While Yishai declared his support for Netanyahu’s premiership back in December, Dery has been more coy about his intentions. In a country where post-election coalition-building has become just as important as elections themselves, promises aren’t worth much after March 17. Both parties would clamor to join a broad-based unity government that includes both Likud and the center-left Zionist Union (המחנה הציוני). Perhaps the worst-case scenario for the religious parties is a split, whereby Dery ultimately backs Herzog and Yishai backs Netanyahu. That could dilute the once-formidable leverage that the Sephardic haredi once deployed through Shas. More importantly for international affairs, that could even make it impossible for either bloc to amass a majority.
Confusing as that may be, it doesn’t even complete the spectrum of ultraorthodox parties. United Torah Judaism (UTJ, יַהֲדוּת הַתּוֹרָה הַמְאוּחֶדֶת), itself a merger of two parties dating to 1992, appeals to the Ashkenazi haredi. For now, UTJ hasn’t declared its backing for either Netanyahu or the Zionist Union’s leader, Isaac Herzog. UTJ and Shas typically align closely on policies of importance to the haredim, including the Tal Law, which provided special exemptions for haredi students from service in the Israeli Defense Forces. All three parties are opponents of LGBT rights and they refuse to field women as Knesset candidates in line with traditional ultraorthodox beliefs.
At a time when polls show that Netanyahu’s center-right Likud is losing ground to the center-left Zionist Union, the electoral merger of Herzog’s Labor Party (מפלגת העבודה הישראלית) and former justice minister Tzipi Livni’s Hatnuah (התנועה) faction, ultraorthodox members of the Knesset may ultimately determine whether Netanyahu or Herzog become prime minister.
Today, Shas claims 10 MKs, the UTJ seven and Yachad just two. Polls show that Shas will win between seven and nine seats, the UTJ either six or seven, and Yachad either four or five. Taken together, the haredi parties are widely expected, in aggregate, to hold the third-largest bloc of seats in the Knesset, almost as large as Likud’s expected total. That means nothing, however, if the three parties can’t — or won’t — unite in post-election talks.

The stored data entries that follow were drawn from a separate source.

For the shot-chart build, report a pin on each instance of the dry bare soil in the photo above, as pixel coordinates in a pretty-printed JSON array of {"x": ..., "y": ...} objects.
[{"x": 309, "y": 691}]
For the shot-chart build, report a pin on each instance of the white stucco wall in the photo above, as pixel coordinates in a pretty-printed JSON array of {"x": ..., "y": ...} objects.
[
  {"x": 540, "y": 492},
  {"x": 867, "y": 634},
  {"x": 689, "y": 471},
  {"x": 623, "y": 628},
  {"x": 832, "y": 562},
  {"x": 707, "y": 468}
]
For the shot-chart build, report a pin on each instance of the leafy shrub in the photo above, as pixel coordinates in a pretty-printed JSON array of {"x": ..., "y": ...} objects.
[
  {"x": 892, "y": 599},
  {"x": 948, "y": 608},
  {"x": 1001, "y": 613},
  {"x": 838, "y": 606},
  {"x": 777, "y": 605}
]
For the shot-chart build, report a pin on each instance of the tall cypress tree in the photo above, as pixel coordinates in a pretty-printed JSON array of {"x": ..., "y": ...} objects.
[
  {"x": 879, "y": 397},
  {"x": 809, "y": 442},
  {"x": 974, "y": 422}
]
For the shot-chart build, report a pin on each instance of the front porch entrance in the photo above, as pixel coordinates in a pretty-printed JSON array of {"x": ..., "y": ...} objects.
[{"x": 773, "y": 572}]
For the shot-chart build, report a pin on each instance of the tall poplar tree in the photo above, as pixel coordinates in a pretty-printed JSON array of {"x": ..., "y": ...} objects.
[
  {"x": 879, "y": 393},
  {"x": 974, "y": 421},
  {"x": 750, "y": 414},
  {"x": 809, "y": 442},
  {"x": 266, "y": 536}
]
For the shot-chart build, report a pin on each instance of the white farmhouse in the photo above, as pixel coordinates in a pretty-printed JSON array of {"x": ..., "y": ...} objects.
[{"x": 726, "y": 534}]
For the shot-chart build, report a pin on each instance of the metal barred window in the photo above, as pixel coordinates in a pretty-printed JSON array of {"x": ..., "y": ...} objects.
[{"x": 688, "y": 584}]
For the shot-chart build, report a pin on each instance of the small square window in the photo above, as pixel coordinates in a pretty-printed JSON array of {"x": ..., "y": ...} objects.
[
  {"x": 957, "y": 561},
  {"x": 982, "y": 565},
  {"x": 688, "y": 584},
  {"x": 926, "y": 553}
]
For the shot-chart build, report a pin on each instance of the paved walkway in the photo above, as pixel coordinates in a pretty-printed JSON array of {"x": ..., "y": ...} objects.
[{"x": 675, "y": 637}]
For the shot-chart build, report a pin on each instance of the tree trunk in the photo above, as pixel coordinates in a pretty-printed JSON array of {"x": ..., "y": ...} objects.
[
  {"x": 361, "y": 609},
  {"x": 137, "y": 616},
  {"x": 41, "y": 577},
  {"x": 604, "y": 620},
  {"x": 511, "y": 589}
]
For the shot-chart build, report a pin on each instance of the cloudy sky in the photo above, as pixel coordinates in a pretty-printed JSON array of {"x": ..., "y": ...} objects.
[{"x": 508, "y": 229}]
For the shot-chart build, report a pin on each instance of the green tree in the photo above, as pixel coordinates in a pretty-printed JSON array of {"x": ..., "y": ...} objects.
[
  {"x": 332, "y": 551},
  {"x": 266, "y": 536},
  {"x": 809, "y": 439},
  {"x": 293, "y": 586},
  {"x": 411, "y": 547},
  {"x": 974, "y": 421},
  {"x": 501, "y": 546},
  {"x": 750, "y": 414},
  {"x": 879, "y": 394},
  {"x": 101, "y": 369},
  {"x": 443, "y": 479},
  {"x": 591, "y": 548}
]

Netanyahu, as a politician of the Israeli right, has the initial advantage in wooing all three haredi parties. Ultraorthodox parties are a more natural ideological fit with Netanyahu, though there’s still some hard feelings over his decision to exclude Shas and UTJ from his most recent government. It’s also possible that either Dery or Yachai would choose to sit in opposition than work together in government, which could deprive Netanyahu of crucial support for a majority.
Herzog, however, will have to bring together an incredibly disparate set of parties to form a majority, including Lapid’s Yesh Atid (יש עתיד), a centrist party that opposes most haredi exemptions from military service. The religious parties’ exclusion from Netanyahu’s last government was one of Lapid’s chief demands, and Dery has been adamant that he won’t join Lapid in government. But that means Herzog would have to form a government that incorporates support from both the Arab parties and the ultraorthodox parties — not impossible, but neither a recipe for stable government.